Pointers to his acceptability in the APC were seen when he made a surprise appearance at the rally held for Buhari and his running mate, Professor Yemi Osinbajo, at the state pavilion, Ado-Ekiti, during the presidential campaign rallies. Bamidele was given a rousing welcome to the podium, though he had not announced his defection to the party. In addition, he formed an independent campaign group with a former Minister of Aviation, Professor Babalola Borisade, christened Buhari/Osinbajo Campaign Group.

 

He had justified his action by saying that Buhari’s project and agenda went beyond party politics. Specifically, Bamidele had described it as “a movement to save Nigeria from imminent collapse”.

 

He had also noted that his aligning with APC was like rejoining a political family, adding: “We share the same ideology which is deeply founded on progressivism.
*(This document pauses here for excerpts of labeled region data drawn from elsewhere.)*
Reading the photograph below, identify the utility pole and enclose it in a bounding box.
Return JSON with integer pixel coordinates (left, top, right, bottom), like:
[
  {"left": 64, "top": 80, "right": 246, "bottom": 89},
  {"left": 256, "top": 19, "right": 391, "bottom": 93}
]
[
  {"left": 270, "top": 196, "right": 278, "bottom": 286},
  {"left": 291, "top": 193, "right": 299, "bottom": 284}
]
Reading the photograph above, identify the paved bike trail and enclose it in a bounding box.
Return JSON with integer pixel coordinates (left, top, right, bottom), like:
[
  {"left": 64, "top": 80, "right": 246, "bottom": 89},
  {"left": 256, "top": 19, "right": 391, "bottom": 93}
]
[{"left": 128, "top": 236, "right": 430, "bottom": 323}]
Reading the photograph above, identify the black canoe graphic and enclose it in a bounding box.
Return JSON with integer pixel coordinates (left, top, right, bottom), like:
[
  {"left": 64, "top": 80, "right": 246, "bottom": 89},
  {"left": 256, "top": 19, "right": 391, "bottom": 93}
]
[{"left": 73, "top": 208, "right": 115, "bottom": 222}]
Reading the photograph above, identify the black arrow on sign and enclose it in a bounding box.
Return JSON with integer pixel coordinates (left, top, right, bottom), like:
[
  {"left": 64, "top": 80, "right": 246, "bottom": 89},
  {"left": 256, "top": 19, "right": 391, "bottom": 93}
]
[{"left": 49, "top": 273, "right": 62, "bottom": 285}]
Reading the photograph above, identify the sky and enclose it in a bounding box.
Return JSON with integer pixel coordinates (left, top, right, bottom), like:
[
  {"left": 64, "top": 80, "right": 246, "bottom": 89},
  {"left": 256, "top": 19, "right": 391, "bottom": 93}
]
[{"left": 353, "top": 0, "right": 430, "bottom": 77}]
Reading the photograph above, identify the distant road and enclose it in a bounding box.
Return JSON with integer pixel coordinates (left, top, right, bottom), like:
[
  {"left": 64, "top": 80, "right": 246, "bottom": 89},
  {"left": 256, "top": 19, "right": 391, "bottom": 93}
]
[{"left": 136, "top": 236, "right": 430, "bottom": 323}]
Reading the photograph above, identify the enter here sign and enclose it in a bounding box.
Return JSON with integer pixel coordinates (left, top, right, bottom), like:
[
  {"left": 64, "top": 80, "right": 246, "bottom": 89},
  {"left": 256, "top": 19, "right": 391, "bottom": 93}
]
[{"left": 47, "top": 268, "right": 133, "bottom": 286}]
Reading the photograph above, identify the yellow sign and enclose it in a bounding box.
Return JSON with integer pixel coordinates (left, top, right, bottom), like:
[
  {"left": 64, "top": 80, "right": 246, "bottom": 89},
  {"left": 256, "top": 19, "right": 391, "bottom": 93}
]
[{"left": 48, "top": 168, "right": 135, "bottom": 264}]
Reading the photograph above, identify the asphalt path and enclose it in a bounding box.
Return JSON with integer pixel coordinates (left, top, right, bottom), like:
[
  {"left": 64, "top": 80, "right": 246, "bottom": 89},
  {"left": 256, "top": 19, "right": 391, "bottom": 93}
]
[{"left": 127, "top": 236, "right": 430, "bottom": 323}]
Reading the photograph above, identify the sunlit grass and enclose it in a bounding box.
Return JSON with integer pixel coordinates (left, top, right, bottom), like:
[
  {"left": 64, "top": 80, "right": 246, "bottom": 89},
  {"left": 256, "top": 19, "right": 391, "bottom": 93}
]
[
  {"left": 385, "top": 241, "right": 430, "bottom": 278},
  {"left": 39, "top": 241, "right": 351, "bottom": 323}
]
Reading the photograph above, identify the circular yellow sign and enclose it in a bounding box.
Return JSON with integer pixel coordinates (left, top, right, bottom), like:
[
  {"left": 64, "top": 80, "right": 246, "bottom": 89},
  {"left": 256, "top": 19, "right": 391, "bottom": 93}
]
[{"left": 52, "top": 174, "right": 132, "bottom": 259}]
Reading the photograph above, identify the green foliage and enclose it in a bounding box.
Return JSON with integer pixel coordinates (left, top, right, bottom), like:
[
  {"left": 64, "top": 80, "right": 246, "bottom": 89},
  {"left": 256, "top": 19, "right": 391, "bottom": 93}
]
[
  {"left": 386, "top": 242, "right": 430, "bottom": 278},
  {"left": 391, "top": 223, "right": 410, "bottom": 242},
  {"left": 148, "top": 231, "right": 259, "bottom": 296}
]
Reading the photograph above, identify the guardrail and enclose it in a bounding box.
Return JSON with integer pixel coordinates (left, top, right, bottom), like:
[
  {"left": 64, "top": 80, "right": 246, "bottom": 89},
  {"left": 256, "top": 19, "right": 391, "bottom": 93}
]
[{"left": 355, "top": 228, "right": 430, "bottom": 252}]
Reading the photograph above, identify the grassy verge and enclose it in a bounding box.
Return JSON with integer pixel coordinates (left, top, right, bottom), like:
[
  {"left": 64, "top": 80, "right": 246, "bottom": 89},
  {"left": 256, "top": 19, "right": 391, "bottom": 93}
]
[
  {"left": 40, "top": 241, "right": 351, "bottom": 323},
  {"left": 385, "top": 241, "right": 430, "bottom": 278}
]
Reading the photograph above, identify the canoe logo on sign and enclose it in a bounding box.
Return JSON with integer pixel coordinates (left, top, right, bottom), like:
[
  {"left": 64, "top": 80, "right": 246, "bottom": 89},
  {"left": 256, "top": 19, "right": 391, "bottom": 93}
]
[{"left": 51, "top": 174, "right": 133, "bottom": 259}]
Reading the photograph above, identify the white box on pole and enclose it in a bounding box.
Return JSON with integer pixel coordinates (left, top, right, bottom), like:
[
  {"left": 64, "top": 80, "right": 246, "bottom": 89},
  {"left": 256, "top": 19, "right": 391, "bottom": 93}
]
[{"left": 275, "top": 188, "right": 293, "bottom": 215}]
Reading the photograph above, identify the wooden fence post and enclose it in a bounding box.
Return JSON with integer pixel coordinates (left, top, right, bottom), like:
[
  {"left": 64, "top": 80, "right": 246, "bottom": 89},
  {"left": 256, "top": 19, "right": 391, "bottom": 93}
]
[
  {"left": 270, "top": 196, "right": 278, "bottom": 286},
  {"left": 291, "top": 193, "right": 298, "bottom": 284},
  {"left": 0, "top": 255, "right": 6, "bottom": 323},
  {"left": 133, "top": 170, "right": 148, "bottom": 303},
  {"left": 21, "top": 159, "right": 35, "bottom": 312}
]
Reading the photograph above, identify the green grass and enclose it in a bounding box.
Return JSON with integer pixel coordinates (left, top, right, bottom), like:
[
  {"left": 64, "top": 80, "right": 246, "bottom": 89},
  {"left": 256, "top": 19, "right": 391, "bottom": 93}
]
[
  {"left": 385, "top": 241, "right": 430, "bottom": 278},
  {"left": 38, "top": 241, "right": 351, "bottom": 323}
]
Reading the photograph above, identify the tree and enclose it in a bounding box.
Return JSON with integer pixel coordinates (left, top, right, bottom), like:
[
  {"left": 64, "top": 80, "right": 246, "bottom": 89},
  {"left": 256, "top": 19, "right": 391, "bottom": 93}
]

I am ready to support any cause that will bring Nigeria out of the woods.”

 

Despite his falling out with the powers-that-be in the APC in his home state, he had remained a rallying point not only in the APC but among the political class in Ekiti and among the commoners and elite. Among the things that had endeared him to his admirers was his display of sportsmanship after the recent House of Assembly election in Ekiti, when he visited the home of the winner of the election in Irepodun/Ifelodun Constituency 1, Omodara Olamiposi of the PDP, and gave him N500,000 to mark his victory. Similarly, he extended the gesture to the candidates of LP, Opeyemi Dada, and that of the APC, Bisi James, giving each the sum of N250,000. He said their reward was for “displaying maturity during the poll”.

 

According to him, “the decision was taken to cement the tie of brotherliness in Iyin-Ekiti and to prove a point that politics should be a game to unify the people and not an avenue for a town to be ripped apart all in the name of power contest.”

 

Both the PDP and the APC candidates are from Bamidele’s native Ibedoyin Quarters, while the LP candidate is from Oke Ilawe, all in his Iyin-Ekiti community.

 

The argument in Ekiti APC by Bamidele’s supporters is that the entry of the lawmaker into the party will make it more competitive, especially given that Fayemi, who lost power to Fayose, has not been actively involved in local politics of the party unlike him.

 

“Fayemi has been more of a national politician, having served as the chairman of APC National Congress Committee, which produced Buhari as the presidential flag-bearer of the party,” said a party source in Ekiti.

 

Also, given his urbane disposition, the local politicians are unsure if Fayemi would be prepared to play active role in the state’s politics in the nearest future. All, therefore, seems to be working for Bamidele.

 

Some key chieftains of the APC, however, argue that it was essentially Bamidele’s ambition to govern the state that contributed to the party’s loss in the June 21, 2014 election and its subsequent downward slide.

 

“So, we believe that he has no role to play that will be meaningful because he cannot reap where he has not sown,” one of them insisted.

 

There are, however, party members who insist that the return of Bamidele to the APC fold is expected to fill the vacuum they said had been “created in the party by its floundering leaders”, adding that “the timing is right before it is too late”.